[Fishkill,] the English name of the stream of which Matteawan is the estuary, is from Dutch Vischer's Kil. It was probably applied by the Dutch to the estuary from Vischer's Rak which the Dutch applied to a reach or sailing course on the Hudson at this point. De Laet wrote: "A place which our country-men call Vischer's Rack, [FN] that is Fisherman's Bend." (See Woranecks.) On the earlier maps the stream, or its estuary, is named Vresch Kil, or "Fresh-water Kil," to distinguish it from the brackish water of the Hudson. From the estuary extended to the entire stream.


[FN] Rack is obsolete; the present word is Recht. It describes an almost straight part of the river.

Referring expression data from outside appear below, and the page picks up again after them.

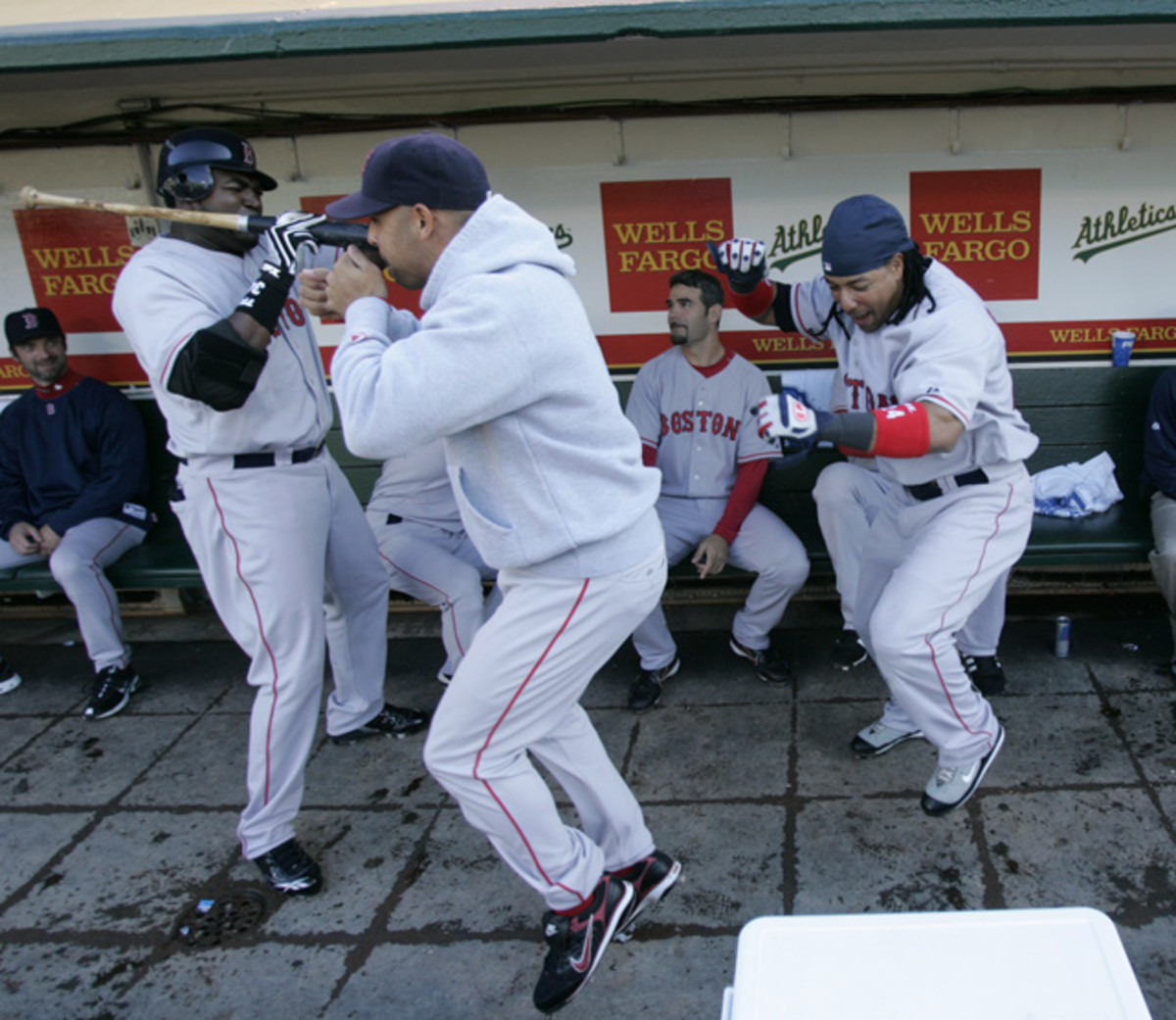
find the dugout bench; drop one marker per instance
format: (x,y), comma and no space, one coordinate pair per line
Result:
(1077,412)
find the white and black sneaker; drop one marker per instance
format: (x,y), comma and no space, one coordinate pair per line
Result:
(291,870)
(877,739)
(951,788)
(9,677)
(113,688)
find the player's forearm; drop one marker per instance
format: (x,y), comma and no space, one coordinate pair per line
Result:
(252,331)
(905,430)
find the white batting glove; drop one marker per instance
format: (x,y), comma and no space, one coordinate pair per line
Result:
(741,260)
(289,234)
(787,417)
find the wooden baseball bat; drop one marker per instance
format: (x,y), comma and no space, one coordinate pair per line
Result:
(332,231)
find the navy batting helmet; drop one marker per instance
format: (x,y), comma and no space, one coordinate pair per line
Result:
(187,160)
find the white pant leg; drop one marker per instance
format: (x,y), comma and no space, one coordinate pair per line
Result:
(10,559)
(1163,556)
(770,549)
(77,565)
(927,567)
(438,566)
(685,526)
(260,537)
(357,620)
(847,497)
(517,690)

[Woranecks,] Carte Figurative 1614-16; Waoranecks, 1621-25; Warenecker, Wassenaer; Waoranekye, De Laet, 1633-40; Waoranecks, Van der Donck's map, 1656—is located on the Carte Figurative north of latitude 42-15, on the east side of the river. De Laet and Van der Donck place it between what are now known as Wappingers' Creek and Fishkill Creek. De Laet wrote: "Where projects a sandy point and the river becomes narrower, there is a place called Esopus, where the Waoranekys, another barbarous nation, have their abode." Later, Esopus became permanent on the west side of the river at Kingston. It is a Dutch corruption of Algonquian Sepus, meaning brook, creek, etc., applicable to any small stream. From De Laet's description, [FN] there is little room for doubt that the "sandy point" to which he referred is now known as Low Point, opposite the Dans Kamer, at the head of Newburgh Bay, where the river narrows, or that Esopus was applied to Casper's Creek. On Van der Donck's map the "barbarous nation" is given three castles on the south side of the stream, which became known later (1643) as the Wappingers, who certainly held jurisdiction on the east side of Newburgh Bay. The adjectival of the name is no doubt from Wáro, or Waloh, meaning "Concave, hollowing," a depression in land, low land, the latter expressed in ock (ohke), "land" or place. The same adjectival appears in Waronawanka at Kingston, and the same word in Woronake on the Sound at Milford, Ct., where the topography is similar. The foreign plural s extends the meaning to "Dwellers on," or inhabitants of. (See Wahamenesing and {Waro?}nawanka.)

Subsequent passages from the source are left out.